Combinatorica
- Discipline: Mathematics
- Language: English
- Edited by: Imre Bárány and József Solymosi

Publication details
- History: 1981 to present
- Publisher: Springer for the János Bolyai Mathematical Society (Germany)
- Frequency: Bimonthly

Standard abbreviations
- ISO 4: Combinatorica

Indexing
- ISSN: 0209-9683 (print) 1439-6912 (web)

Links
- Journal homepage;

= Combinatorica =

Combinatorica is an international journal of mathematics, publishing papers in the fields of combinatorics and computer science. It started in 1981, with László Babai and László Lovász as the editors-in-chief with Paul Erdős as honorary editor-in-chief. The current editors-in-chief are Imre Bárány and József Solymosi. The advisory board consists of Ronald Graham, Gyula O. H. Katona, Miklós Simonovits, Vera Sós, and Endre Szemerédi. It is published by the János Bolyai Mathematical Society and Springer Verlag.

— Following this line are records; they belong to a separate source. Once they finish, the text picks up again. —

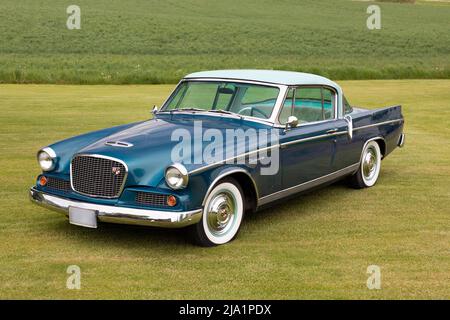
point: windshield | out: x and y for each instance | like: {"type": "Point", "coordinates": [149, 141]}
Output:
{"type": "Point", "coordinates": [211, 96]}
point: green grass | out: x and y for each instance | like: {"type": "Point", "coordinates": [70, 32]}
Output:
{"type": "Point", "coordinates": [140, 41]}
{"type": "Point", "coordinates": [315, 246]}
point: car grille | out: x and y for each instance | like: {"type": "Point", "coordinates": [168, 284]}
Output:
{"type": "Point", "coordinates": [151, 199]}
{"type": "Point", "coordinates": [97, 176]}
{"type": "Point", "coordinates": [58, 184]}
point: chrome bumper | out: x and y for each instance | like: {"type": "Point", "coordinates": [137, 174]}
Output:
{"type": "Point", "coordinates": [113, 214]}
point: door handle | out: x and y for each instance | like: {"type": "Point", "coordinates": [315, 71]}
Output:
{"type": "Point", "coordinates": [332, 131]}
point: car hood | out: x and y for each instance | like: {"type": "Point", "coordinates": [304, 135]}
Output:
{"type": "Point", "coordinates": [151, 143]}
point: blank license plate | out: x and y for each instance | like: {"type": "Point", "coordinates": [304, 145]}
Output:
{"type": "Point", "coordinates": [82, 217]}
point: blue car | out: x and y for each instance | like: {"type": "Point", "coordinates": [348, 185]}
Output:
{"type": "Point", "coordinates": [223, 144]}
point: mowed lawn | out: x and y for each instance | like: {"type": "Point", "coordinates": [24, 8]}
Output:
{"type": "Point", "coordinates": [315, 246]}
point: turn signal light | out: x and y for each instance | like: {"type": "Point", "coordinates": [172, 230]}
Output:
{"type": "Point", "coordinates": [171, 201]}
{"type": "Point", "coordinates": [43, 181]}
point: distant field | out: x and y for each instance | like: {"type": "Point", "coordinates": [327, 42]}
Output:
{"type": "Point", "coordinates": [140, 41]}
{"type": "Point", "coordinates": [315, 246]}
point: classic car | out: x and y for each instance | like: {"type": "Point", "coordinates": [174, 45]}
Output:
{"type": "Point", "coordinates": [139, 173]}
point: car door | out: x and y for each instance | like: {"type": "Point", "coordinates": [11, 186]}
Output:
{"type": "Point", "coordinates": [307, 150]}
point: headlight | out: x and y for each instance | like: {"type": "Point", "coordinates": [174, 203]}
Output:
{"type": "Point", "coordinates": [177, 176]}
{"type": "Point", "coordinates": [46, 159]}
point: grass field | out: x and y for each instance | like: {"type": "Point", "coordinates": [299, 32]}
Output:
{"type": "Point", "coordinates": [140, 41]}
{"type": "Point", "coordinates": [316, 246]}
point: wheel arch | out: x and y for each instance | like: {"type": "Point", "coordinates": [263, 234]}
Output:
{"type": "Point", "coordinates": [246, 182]}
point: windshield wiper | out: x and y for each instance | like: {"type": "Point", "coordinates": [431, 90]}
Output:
{"type": "Point", "coordinates": [187, 109]}
{"type": "Point", "coordinates": [225, 112]}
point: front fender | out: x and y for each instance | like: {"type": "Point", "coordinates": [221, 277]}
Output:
{"type": "Point", "coordinates": [65, 149]}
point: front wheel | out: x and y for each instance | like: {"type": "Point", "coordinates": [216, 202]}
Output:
{"type": "Point", "coordinates": [222, 215]}
{"type": "Point", "coordinates": [369, 167]}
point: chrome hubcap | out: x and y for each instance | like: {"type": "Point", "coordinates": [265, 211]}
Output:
{"type": "Point", "coordinates": [369, 163]}
{"type": "Point", "coordinates": [221, 213]}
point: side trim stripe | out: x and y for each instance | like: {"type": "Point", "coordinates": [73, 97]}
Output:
{"type": "Point", "coordinates": [377, 124]}
{"type": "Point", "coordinates": [306, 185]}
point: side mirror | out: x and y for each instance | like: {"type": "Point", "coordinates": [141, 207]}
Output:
{"type": "Point", "coordinates": [349, 126]}
{"type": "Point", "coordinates": [292, 122]}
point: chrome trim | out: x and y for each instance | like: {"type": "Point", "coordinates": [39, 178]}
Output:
{"type": "Point", "coordinates": [377, 124]}
{"type": "Point", "coordinates": [50, 151]}
{"type": "Point", "coordinates": [225, 174]}
{"type": "Point", "coordinates": [215, 164]}
{"type": "Point", "coordinates": [184, 174]}
{"type": "Point", "coordinates": [367, 142]}
{"type": "Point", "coordinates": [335, 107]}
{"type": "Point", "coordinates": [102, 157]}
{"type": "Point", "coordinates": [283, 145]}
{"type": "Point", "coordinates": [271, 120]}
{"type": "Point", "coordinates": [114, 214]}
{"type": "Point", "coordinates": [307, 185]}
{"type": "Point", "coordinates": [401, 141]}
{"type": "Point", "coordinates": [120, 144]}
{"type": "Point", "coordinates": [52, 155]}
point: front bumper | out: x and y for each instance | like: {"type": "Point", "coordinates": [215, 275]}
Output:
{"type": "Point", "coordinates": [122, 215]}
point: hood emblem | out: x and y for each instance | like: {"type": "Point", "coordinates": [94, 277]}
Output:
{"type": "Point", "coordinates": [121, 144]}
{"type": "Point", "coordinates": [115, 170]}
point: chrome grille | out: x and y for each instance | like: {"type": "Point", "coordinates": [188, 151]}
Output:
{"type": "Point", "coordinates": [58, 184]}
{"type": "Point", "coordinates": [98, 176]}
{"type": "Point", "coordinates": [151, 199]}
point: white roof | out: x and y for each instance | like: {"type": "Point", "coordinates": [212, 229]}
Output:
{"type": "Point", "coordinates": [269, 76]}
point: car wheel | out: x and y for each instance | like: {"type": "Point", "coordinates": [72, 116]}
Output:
{"type": "Point", "coordinates": [222, 215]}
{"type": "Point", "coordinates": [369, 167]}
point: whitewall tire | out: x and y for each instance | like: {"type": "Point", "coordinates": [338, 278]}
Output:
{"type": "Point", "coordinates": [223, 213]}
{"type": "Point", "coordinates": [369, 167]}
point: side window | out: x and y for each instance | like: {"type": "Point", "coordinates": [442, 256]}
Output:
{"type": "Point", "coordinates": [328, 104]}
{"type": "Point", "coordinates": [225, 94]}
{"type": "Point", "coordinates": [347, 107]}
{"type": "Point", "coordinates": [308, 104]}
{"type": "Point", "coordinates": [286, 110]}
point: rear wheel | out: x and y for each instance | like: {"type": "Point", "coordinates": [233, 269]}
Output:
{"type": "Point", "coordinates": [369, 167]}
{"type": "Point", "coordinates": [222, 215]}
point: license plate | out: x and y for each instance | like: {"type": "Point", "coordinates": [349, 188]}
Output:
{"type": "Point", "coordinates": [82, 217]}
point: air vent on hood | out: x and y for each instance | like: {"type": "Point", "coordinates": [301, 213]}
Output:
{"type": "Point", "coordinates": [121, 144]}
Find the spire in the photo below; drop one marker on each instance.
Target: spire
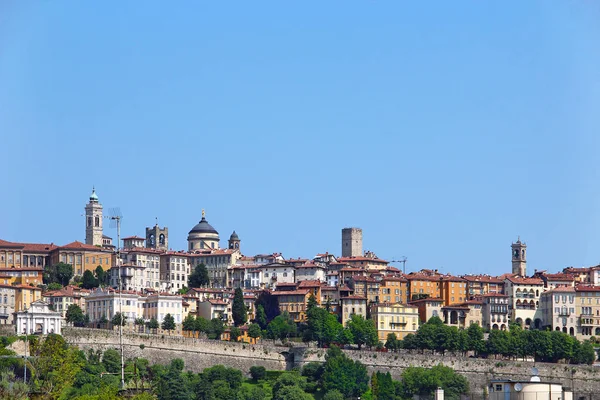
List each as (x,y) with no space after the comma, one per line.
(94,196)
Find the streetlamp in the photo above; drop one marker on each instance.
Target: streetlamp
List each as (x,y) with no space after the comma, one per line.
(25,358)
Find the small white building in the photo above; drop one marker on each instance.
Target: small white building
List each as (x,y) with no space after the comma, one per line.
(39,319)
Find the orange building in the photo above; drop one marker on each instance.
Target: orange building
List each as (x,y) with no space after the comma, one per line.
(293,302)
(454,290)
(83,257)
(394,289)
(424,284)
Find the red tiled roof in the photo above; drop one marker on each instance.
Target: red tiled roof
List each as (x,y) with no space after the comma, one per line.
(524,281)
(587,288)
(77,245)
(363,259)
(309,283)
(290,292)
(134,237)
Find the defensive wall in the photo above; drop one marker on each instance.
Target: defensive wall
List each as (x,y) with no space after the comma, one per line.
(202,353)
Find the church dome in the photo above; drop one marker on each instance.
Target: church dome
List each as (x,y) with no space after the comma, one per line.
(204,227)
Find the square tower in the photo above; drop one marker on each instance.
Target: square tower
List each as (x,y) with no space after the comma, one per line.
(157,238)
(519,258)
(351,242)
(93,221)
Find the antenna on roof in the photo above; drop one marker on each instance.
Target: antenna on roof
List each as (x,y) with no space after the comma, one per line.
(402,260)
(115,221)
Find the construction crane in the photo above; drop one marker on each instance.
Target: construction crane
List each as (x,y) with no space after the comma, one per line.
(403,261)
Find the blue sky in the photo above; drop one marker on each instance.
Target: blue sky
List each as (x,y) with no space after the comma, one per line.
(443,129)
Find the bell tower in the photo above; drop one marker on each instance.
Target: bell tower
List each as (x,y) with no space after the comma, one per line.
(93,220)
(519,258)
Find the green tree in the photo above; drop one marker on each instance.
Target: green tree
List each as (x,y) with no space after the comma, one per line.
(342,374)
(54,286)
(152,324)
(58,273)
(424,381)
(217,327)
(234,334)
(101,276)
(199,277)
(258,372)
(168,323)
(392,342)
(270,305)
(363,331)
(117,320)
(89,281)
(281,327)
(239,312)
(254,331)
(261,317)
(475,340)
(287,380)
(292,393)
(333,395)
(202,325)
(189,323)
(173,385)
(111,359)
(75,315)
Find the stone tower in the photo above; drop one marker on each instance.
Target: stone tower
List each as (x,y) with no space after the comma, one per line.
(157,238)
(234,241)
(93,221)
(351,242)
(519,258)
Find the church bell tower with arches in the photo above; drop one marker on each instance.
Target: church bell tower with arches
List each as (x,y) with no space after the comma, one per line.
(519,258)
(93,221)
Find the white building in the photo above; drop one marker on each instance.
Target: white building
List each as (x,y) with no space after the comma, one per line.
(39,319)
(558,309)
(524,298)
(310,272)
(275,273)
(174,271)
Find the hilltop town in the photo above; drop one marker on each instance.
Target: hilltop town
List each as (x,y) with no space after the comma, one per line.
(156,282)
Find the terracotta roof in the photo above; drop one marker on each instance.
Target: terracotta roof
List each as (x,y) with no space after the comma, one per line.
(482,278)
(524,281)
(77,245)
(290,292)
(587,288)
(309,283)
(363,259)
(560,289)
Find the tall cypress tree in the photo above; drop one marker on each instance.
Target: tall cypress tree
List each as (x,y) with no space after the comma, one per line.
(238,309)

The following members of the Hungarian School of Combinatorics have strongly contributed to the journal as authors, or have served as editors: Miklós Ajtai, László Babai, József Beck, András Frank, Péter Frankl, Zoltán Füredi, András Hajnal, Gyula Katona, László Lovász, László Pyber, Alexander Schrijver, Miklós Simonovits, Vera Sós, Endre Szemerédi, Tamás Szőnyi, Éva Tardos, Gábor Tardos.

==Notable publications==
- A paper by Martin Grötschel, László Lovász, and Alexander Schrijver on the ellipsoid method, awarded the 1982 Fulkerson Prize.
M. Grötschel, L. Lovász, A. Schrijver: The ellipsoid method and its consequences in combinatorial optimization, Combinatorica, 1(1981), 169–197.
- József Beck's paper on the discrepancy of hypergraphs, awarded the 1985 Fulkerson Prize.
J. Beck: Roth's estimate of the discrepancy of integer sequences is nearly sharp, Combinatorica, 1(1981), 319–325.
- Karmarkar's algorithm solving linear programming problems in polynomial time, awarded the 1988 Fulkerson Prize.
N. Karmarkar: A New Polynomial Time Algorithm for Linear Programming, Combinatorica, 4(1984), 373–395.
- Szegedy's solution of Graham problem on common divisors
M. Szegedy: The solution of Graham's greatest common divisor problem, Combinatorica, 6(1986), 67–71.
- Éva Tardos's paper, awarded the 1988 Fulkerson Prize.
E. Tardos, A strongly polynomial minimum cost circulation algorithm, Combinatorica, 5(1985), 247–256.
- The proof of El-Zahar and Norbert Sauer of the Hedetniemi's conjecture for 4-chromatic graphs.
M. El-Zahar, N. W. Sauer: The chromatic number of the product of two 4-chromatic graphs is 4, Combinatorica, 5(1985), 121–126.
- Bollobás's asymptotic value of the chromatic number of random graphs.
B. Bollobás: The chromatic number of random graphs, Combinatorica, 8(1988), 49–55.
- Neil Robertson, Paul Seymour, and Robin Thomas, proving Hadwiger's conjecture in the case k=6, awarded the 1994 Fulkerson Prize.
N. Robertson, P. D. Seymour, R. Thomas: Hadwiger's conjecture for K_{6}-free graphs, Combinatorica, 13 (1993), 279–361.